Pertamina jugalah yang mencelakakan Aceh dulunya lewat “kontrak karya” pembagian hasil dengan “mobil oil,” yang kini bersalin nama menjadi “Exxon,” yang membiarkan negeri ini menjadi paria. Terlunta-lunta dengan janji “zona indtri” yang tak pernah jadi.
Ditengah pesimis saya tentang refagas dan terminal gas Arun, ada sebuah antusias dari “kengiluan” yang pernah kami perdebatkan dulu bersama Azhari Ali dan almarhum Sayed Mudhahar Ahmad, teman yang pernah menjadi orang penting di PT Arun GNL.
Arun, Kak Azhari. tidak jadi kerangka yang dihuni oleh hantu. Batu Phat, properti di bukit batu cadas, tak beralih fungsi jadi asrama tentara, seperti perumahaan Pertamina di Pangkalan Brandan, Sumatera Utara, yang menjadi hunian Marinir.
Memang regasifikasi dan terminal gas bukan reingkarnasi Arun. Paling tidak ada opitimisme petak tanah Blang Lancang, Batu Phat, Rancung hingga ke Kruenggeukeuh bisa hidup dari denyut buruh pabrik.
Mereka tentu tidak semakmur karyawan Arun tempo dulu. Tidak juga seperti “abang Bechtel” yang menunggang mobil “double cabin” dan memakai tempelan merek di dindingnya dan berhilir mudik selama duapuluh empat jam tanpa henti mengikuti jadwal shift.
Arun memang tak jadi mati di 2014. Pengalihan statusnya menjadi refagas dan terminal yang kemudian disambungkan dengan pipa ke Belawan untuk menyuplai kebutuhan industr Medan dan pembangkit listrik di Belawan merupakan alternative minimal yang bisa menyelamatkan asset senilai Rp 6 triliun yang kalau tidak dikelola akan jadi besi tua dan rumah hantu.

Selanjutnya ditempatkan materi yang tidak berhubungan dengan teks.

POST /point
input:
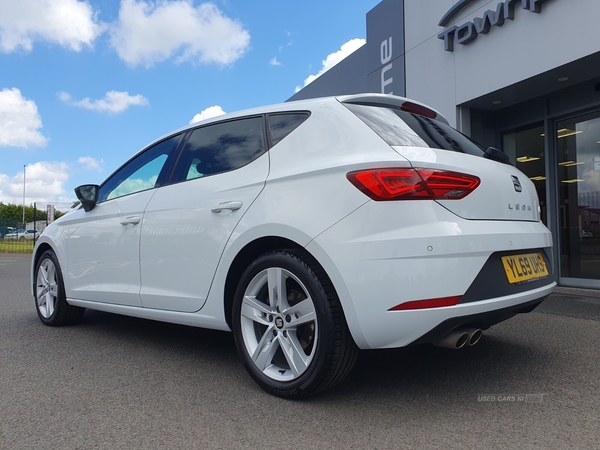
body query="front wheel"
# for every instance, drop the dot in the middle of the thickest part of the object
(50, 298)
(289, 327)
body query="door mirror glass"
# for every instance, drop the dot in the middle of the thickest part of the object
(87, 195)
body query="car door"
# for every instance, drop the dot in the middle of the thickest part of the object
(103, 245)
(221, 170)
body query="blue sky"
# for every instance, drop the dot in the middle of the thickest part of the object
(85, 84)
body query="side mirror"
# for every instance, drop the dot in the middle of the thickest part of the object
(87, 195)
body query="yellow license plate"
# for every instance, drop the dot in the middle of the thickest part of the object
(524, 267)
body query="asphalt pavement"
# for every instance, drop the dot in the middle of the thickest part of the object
(114, 382)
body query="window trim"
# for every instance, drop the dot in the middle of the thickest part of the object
(164, 172)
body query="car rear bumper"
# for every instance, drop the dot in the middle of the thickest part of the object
(382, 256)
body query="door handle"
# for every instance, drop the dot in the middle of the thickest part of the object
(231, 206)
(132, 220)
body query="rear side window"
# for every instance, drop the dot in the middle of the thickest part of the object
(221, 147)
(280, 125)
(402, 128)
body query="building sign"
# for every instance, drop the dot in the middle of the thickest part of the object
(469, 31)
(385, 48)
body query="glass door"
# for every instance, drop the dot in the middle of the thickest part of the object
(525, 148)
(578, 153)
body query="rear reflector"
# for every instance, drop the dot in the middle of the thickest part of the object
(424, 304)
(413, 184)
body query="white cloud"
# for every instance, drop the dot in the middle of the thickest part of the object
(69, 23)
(114, 102)
(151, 32)
(211, 111)
(44, 183)
(333, 58)
(91, 163)
(19, 121)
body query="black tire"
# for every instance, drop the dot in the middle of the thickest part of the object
(49, 292)
(320, 349)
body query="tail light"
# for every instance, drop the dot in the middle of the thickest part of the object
(413, 184)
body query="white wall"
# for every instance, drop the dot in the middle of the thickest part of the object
(564, 31)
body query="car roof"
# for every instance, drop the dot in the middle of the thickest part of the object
(383, 100)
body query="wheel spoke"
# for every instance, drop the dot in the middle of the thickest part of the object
(294, 354)
(265, 351)
(301, 313)
(49, 304)
(276, 285)
(255, 310)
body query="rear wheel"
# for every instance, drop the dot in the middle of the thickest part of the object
(289, 327)
(50, 299)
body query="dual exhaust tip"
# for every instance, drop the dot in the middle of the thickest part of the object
(460, 338)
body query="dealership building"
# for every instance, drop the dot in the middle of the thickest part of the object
(519, 75)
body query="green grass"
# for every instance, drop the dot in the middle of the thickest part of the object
(16, 246)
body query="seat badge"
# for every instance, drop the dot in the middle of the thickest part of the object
(517, 184)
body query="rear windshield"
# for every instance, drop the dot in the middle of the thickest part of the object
(397, 127)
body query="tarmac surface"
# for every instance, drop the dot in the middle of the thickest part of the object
(114, 382)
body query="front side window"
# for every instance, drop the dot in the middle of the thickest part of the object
(403, 128)
(139, 174)
(221, 147)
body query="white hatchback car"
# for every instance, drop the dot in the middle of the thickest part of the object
(311, 230)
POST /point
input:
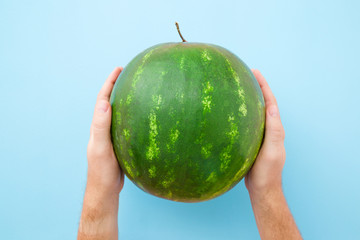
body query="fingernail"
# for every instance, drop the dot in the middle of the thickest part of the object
(273, 111)
(103, 106)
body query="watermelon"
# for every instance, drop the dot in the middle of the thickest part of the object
(187, 120)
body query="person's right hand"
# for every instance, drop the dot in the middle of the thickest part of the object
(265, 175)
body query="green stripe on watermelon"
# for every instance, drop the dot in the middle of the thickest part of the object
(194, 144)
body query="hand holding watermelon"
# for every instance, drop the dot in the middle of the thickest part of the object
(265, 174)
(105, 178)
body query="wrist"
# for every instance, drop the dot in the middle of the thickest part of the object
(265, 194)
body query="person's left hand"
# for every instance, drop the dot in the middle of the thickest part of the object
(104, 173)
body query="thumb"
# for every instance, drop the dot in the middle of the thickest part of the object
(274, 130)
(100, 127)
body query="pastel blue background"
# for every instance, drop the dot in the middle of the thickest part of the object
(55, 56)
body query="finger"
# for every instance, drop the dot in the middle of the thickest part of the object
(274, 130)
(265, 88)
(106, 89)
(100, 126)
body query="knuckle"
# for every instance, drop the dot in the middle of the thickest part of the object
(278, 134)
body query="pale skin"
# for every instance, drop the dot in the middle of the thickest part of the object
(105, 179)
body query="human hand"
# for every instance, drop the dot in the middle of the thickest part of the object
(105, 178)
(265, 175)
(104, 173)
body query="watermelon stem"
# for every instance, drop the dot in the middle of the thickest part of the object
(177, 27)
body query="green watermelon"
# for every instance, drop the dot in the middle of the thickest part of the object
(187, 120)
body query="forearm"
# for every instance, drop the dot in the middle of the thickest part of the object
(99, 215)
(273, 217)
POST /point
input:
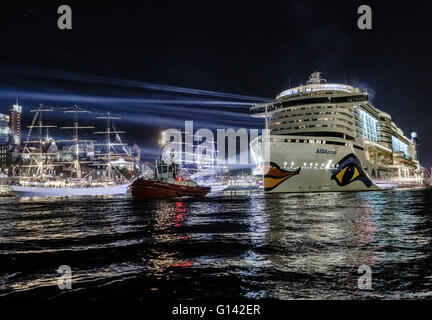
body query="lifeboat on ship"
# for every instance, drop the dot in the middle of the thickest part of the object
(169, 183)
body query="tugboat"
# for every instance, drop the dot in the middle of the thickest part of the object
(169, 183)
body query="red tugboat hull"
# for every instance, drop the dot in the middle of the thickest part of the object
(149, 189)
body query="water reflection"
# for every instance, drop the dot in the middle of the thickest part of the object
(251, 245)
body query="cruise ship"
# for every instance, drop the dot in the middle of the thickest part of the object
(329, 137)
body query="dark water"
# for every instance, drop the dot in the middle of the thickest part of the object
(289, 246)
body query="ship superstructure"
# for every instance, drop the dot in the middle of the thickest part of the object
(329, 137)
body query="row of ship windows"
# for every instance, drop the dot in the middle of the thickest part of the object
(315, 119)
(284, 115)
(313, 141)
(313, 126)
(319, 100)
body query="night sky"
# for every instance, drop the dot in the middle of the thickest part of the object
(158, 63)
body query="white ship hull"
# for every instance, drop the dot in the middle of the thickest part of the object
(307, 167)
(33, 191)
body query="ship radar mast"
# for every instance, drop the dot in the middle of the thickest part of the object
(315, 78)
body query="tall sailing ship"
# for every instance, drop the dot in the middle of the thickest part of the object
(45, 171)
(329, 137)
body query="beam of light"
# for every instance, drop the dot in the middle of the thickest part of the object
(83, 78)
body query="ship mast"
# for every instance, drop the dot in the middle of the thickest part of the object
(75, 138)
(39, 161)
(109, 154)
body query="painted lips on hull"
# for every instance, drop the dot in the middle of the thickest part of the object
(274, 176)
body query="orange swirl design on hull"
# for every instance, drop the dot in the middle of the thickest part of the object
(274, 176)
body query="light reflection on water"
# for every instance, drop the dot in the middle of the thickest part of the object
(282, 246)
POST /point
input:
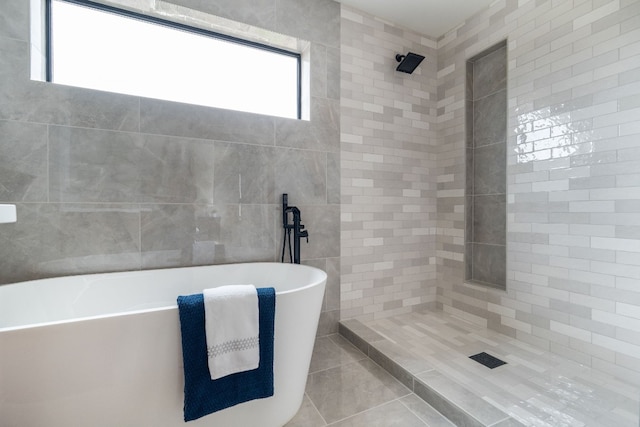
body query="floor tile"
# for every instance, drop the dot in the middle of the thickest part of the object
(348, 389)
(535, 387)
(426, 412)
(392, 414)
(307, 416)
(331, 351)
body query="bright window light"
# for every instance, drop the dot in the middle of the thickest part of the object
(106, 50)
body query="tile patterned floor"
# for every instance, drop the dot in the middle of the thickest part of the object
(430, 352)
(346, 389)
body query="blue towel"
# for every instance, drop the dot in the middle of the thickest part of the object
(202, 395)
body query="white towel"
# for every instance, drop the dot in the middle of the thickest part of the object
(232, 329)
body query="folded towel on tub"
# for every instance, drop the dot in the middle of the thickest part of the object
(202, 395)
(231, 326)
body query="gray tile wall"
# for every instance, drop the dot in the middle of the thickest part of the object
(108, 182)
(573, 138)
(388, 156)
(486, 180)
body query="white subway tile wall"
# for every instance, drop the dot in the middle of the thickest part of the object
(573, 156)
(388, 155)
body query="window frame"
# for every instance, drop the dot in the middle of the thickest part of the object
(48, 27)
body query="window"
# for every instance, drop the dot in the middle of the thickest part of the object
(100, 47)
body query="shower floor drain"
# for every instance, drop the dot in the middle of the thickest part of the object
(487, 360)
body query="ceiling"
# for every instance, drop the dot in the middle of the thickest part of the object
(429, 17)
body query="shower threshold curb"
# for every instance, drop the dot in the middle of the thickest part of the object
(459, 405)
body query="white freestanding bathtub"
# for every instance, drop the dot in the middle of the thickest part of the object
(105, 349)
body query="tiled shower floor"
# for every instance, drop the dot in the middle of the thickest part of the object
(429, 353)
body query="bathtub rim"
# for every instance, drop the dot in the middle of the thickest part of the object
(8, 329)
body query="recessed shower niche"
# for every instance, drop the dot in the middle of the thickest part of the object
(485, 197)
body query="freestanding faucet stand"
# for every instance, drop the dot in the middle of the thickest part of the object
(298, 230)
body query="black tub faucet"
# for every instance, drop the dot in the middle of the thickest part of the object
(298, 230)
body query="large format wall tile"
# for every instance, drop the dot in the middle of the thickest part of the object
(489, 120)
(178, 235)
(302, 175)
(14, 19)
(60, 239)
(93, 165)
(244, 173)
(322, 133)
(489, 169)
(23, 173)
(490, 74)
(260, 13)
(489, 220)
(313, 20)
(193, 121)
(109, 182)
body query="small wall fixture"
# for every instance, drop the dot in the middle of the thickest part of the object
(408, 62)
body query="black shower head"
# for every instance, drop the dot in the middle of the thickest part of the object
(408, 62)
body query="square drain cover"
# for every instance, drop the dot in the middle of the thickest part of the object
(487, 360)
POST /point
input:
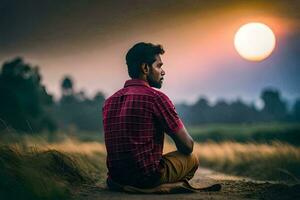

PT Arun NGL memang tutup buku sebagai sebuah “corporat” besar. Tutup buku setelah janji “zona industry berakhir dengan munculnya pabrik kertas kraft, pabrik pupuk dan pabrik olefin yang tidak pernah jadi.
Janji lahirnya “peta jalan kemakmuran” seperti digagas oleh JA Oekon hanya sebuah pepesan kosong. Pepesan kosong setelah bedil menyalak dan cap separatis di pakaikan sebagai baju para pejuang.
Dan juga setelah “pejuang” menggenggam negeri ini “peta jalan kemakmuran Aceh,” seperti dipaparkan Oekon, malah terbang bersama retorika semu tentang kemakmuran kelompok dan pernyataan keras dari hak “war’eh” mereka dengan “privilege” baru bisa membancak uang rente “hadiah” Jakarta bernama fiskal “otonomi khusus” dan “dana bagi hasil migas.”